Your Emily, your happy Emily, sir, has not, cannot have a heart that is worth notice, if it be not implicitly guided by you.—This I said, madam: and it is true.
And did he not, said I, clasp his Emily to his generous bosom, when you said so?
No, madam; that would have been too great an honour: but he called me, good child! and said, you shall never be put to pay me an implicit regard: your own reason (and he called me child again) shall always be the judge of my conduct to you, and direct your observances of my advice. Something like this he said; but in a better manner than I can say it.
He calls me oftener child, madam, than any thing else when we are alone together; and is not quite so free, I think, at such times, in his behaviour to me, (yet is vastly gracious, I don't know how,) as when we are in company—Why is that? I am sure, I equally respect him, at one time as at another—Do you think, madam, there is any thing in the observation? Is there any reason for it?—I do love to study him, and to find out the meaning of his very looks as well as words. Sir Charles Grandison's heart is the book of heaven—May I not study it?
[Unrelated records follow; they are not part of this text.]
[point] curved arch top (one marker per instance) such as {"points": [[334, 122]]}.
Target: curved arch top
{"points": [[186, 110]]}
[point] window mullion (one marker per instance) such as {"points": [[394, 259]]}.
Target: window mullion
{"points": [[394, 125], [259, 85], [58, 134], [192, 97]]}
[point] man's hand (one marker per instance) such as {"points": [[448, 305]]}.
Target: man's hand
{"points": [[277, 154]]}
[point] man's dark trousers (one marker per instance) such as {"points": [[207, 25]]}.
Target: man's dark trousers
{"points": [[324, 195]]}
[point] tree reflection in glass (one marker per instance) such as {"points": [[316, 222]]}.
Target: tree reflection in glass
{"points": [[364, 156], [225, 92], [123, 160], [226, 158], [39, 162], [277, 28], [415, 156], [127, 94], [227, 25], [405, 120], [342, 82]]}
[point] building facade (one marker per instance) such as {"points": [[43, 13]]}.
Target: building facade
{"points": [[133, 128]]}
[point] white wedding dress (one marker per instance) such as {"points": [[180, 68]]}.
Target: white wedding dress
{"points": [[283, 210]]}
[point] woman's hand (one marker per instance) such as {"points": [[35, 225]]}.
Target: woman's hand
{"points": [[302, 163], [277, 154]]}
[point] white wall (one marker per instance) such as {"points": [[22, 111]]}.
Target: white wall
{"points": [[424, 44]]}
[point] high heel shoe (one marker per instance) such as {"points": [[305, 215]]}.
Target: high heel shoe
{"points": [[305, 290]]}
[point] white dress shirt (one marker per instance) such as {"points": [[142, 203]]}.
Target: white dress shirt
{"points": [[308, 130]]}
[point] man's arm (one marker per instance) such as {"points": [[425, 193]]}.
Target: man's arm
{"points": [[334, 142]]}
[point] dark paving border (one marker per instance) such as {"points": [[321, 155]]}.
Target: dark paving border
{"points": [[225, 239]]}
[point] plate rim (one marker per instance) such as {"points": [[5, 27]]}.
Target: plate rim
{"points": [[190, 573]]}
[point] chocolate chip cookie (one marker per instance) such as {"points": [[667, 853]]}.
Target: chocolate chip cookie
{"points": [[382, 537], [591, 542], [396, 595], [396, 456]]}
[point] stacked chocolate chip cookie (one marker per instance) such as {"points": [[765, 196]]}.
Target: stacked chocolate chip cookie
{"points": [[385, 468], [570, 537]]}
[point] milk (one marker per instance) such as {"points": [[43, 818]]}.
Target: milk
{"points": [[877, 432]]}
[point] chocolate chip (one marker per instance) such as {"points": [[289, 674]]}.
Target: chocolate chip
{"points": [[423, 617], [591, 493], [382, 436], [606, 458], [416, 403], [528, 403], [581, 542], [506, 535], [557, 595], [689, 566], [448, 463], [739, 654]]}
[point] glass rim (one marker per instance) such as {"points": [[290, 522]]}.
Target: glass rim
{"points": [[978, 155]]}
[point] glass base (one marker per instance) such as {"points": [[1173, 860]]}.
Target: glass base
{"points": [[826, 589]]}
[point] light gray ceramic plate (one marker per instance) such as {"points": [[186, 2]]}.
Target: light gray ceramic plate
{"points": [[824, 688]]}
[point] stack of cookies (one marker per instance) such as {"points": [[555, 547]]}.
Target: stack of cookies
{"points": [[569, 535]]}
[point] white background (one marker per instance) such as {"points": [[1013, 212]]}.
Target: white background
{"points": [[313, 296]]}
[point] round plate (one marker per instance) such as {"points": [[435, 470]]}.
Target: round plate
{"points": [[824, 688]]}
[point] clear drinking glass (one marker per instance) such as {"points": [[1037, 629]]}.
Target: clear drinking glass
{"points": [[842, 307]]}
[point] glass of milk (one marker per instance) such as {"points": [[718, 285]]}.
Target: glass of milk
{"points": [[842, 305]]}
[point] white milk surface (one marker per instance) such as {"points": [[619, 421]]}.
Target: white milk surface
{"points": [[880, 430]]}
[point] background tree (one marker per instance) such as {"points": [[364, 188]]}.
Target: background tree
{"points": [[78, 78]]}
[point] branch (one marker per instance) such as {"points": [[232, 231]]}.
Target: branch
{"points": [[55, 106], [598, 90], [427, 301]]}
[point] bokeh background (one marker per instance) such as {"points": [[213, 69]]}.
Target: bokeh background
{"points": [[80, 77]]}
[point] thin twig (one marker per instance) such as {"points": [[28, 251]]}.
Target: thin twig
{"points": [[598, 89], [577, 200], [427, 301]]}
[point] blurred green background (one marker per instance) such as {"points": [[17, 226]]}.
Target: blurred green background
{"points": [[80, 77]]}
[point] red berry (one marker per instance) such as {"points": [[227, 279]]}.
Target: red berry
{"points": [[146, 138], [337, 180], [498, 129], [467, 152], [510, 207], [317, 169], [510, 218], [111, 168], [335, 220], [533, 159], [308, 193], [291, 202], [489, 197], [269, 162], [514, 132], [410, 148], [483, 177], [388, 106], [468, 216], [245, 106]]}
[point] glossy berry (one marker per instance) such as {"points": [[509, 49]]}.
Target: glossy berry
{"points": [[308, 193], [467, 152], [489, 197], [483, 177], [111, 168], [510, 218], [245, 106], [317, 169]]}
Study it, my love! while you have an opportunity. But he will soon leave us: he will soon leave England.
So I fear: and I will love and pity the poor Clementina, whose heart is so much wounded and oppressed. But my guardian shall be nobody's but yours. I have prayed night and day, the first thing and the last thing, ever since I have heard of Lady Clementina, that you, and nobody but you, may be Lady Grandison: and I will continue my prayers.—But will you forgive me: I always conclude them with praying, that you will both consent to let the poor Emily live with you.
Sweet girl! The poor Emily, said she?—I embraced her, and we mingled tears, both our hearts full, each for the other; and each perhaps for herself.
She hurried away. I resumed my pen.—Run off what had passed, almost as swift as thought. I quit it to prepare to attend my cousins to St. James's-square.